HFD-induced diabetic DPP4H/M male C57Bl/6 mice have been shown to be more vulnerable to severe signs of disease on infection with MERS-CoV when compared to lean controls, displaying prolonged weight loss and lung inflammation up to 21dpi (Kulcsar et al., 2019). Ma et al. (2021) however is the only study we found to date that has addressed the effect of the current SARS-CoV2 in a hACE2 expressing mouse model of diabetes. Ob/ob mice showed greater weight loss and increased lung immune infiltration when compared to non-diabetic mice at 5 dpi. Interestingly, this study also observed higher fasting blood glucose levels in both wild type and ob/ob mice infected with SARS-CoV2, compared to non-infected. Insulin tolerance was also non-significantly reduced in infected ob/ob mice (Ma et al., 2021). This is an alarming observation, and shows the potency of COVID-19 infection to disturb glucose homeostasis, not only in diabetic patients. Given that genetically-, chemically- or diet-induced rodent models of type 1 and type 2 diabetes are well established (King, 2012) in scientific literature, more research utilising hACE2-expressing rodents combined with these diabetic models will be extremely beneficial to understanding the risk posed on diabetic and non-diabetic people, both during and after contracting COVID-19.
5.1.3 Obesity
Obesity is another major risk factor for severe COVID-19 symptoms (Alguwaihes et al., 2020; Goyal et al., 2022) and COVID-19-related hospitalisation and mortality (Popkin et al., 2020). Its involvement in instigating this is likely intertwined with other comorbidities such as diabetes and hypertension. ACE2 is expressed in subcutaneous and visceral adipose tissue (Al-Benna, 2020), and SARS-CoV2 nucleocapsids were detected in up to 5% of adipocytes in a small cohort of deceased COVID-19 patients (Basolo et al., 2022). Consequently, more adipose tissue will lead to surges in viral penetration and illness.
C57Bl/6 male mice fed a high-fat diet (HFD) display higher ACE2 expression in the lungs and trachea but reduced Tmprss2 expression in the oesophagus, whereas obese females display reduced ACE2 expression in the oesophagus and trachea with no differences in lung tissue (Sarver and Wong, 2021). This, at least in rodents, shows how obesity affects the expression of key SARS-CoV2 entry proteins differently in the two sexes, and should be investigated further in order to understand whether human patients should be treated according to sex. Further, HFD-fed rats see a 3.8- and 6-fold increase in lung Ace2 expression, and a 5.1- and 3.4-fold increase in Tmprss2 expression compared to standard and ketogenic diet fed rats, respectively. AT1R and AT2R levels were also significantly increased in HFD fed rats. Interestingly though, mice fed a ketogenic diet saw reduced AT1R expression in pulmonary tissue compared to rats fed standard chow (da Eira et al., 2021), and this type of diet may help to safeguard diabetic or hypertensive humans. It would be meaningful to see further studies into the potential protective effects of certain diets on SARS-CoV2 infected rodent models.

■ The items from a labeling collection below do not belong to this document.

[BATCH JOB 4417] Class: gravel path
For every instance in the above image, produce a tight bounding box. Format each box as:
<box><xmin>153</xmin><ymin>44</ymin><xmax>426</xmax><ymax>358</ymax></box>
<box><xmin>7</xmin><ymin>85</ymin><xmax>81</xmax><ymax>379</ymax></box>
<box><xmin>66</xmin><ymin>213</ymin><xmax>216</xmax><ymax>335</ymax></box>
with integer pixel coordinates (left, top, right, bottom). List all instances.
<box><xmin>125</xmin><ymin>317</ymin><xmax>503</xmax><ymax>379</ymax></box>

The obesity-prone C57Bl/6N strain can provide valuable information in support of increased weight and diet on disease advancement and severity in SARS-CoV2 infected rodent models. Zhang et al., utilising leptin receptor dysfunctional C57BL/KsJ-db/db mice, observed a maintained 10% weight loss and more severe pulmonary pathology and inflammation in the obese model compared to db/+ controls inoculated with a mouse-adapted SARS-CoV2. Viral load was also significantly higher in obese lungs, nasal turbinates and trachea (Zhang et al., 2021). HFD-fed C57Bl/6N mice transduced with AdV-hACE2 also display more severe lung pathology than lean mice at 10 days post SARS-CoV2 infection, however a more comprehensive inflammatory profile should be included when studying models such as these (Rai et al., 2021).

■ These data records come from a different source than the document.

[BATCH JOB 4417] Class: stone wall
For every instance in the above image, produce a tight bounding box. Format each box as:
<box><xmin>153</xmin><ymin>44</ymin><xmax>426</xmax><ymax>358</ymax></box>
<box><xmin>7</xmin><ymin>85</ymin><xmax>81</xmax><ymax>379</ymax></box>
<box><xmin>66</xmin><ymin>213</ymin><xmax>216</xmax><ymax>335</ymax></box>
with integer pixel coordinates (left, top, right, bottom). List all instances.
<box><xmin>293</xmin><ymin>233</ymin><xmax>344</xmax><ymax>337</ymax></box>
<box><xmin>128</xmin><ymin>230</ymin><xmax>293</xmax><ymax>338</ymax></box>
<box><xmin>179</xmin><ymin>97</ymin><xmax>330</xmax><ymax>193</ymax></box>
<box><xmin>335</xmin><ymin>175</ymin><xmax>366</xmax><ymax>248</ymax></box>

This presented evidence further supports the role of obesity in severe COVID-19 patients, and in a way embodies the fusion of two pandemics. Researchers may now also look towards rodent models, preferably expressing hACE2 under its namesake promoter, to develop treatments to ease symptoms and reduce mortality in these patients in the short term. Patients may then turn to improve their diet and lifestyle habits post-recovery.
5.1.4 Hypertension
As the ACE2 receptor is responsible for initial SARS-CoV2 cell entry, it is logical that hypertension was among the top clinical presentations in patients suffering from severe COVID-19 (Huang et al., 2020; Li X. et al., 2020), through viral disruption of RAAS. ACE2 usually acts a negative regulator of RAAS, lowering blood pressure with anti-inflammatory effects. A number of RAAS modulators have been tested on rat primary in vitro cultures that principally act to increase or decrease ACE2 mRNA or protein levels (Hu et al., 2021), which in regards to a COVID-19 patient may either encourage additional viral penetration or further increase blood pressure, respectively. ACE inhibitors or ARB drugs however, seem to display a protective effect against SARS-CoV2 infection and in-hospital mortality (Hippisley-Cox et al., 2020). Nevertheless, these types of studies mainly take into account hospital admissions and must account for a large number of comorbidities and variables.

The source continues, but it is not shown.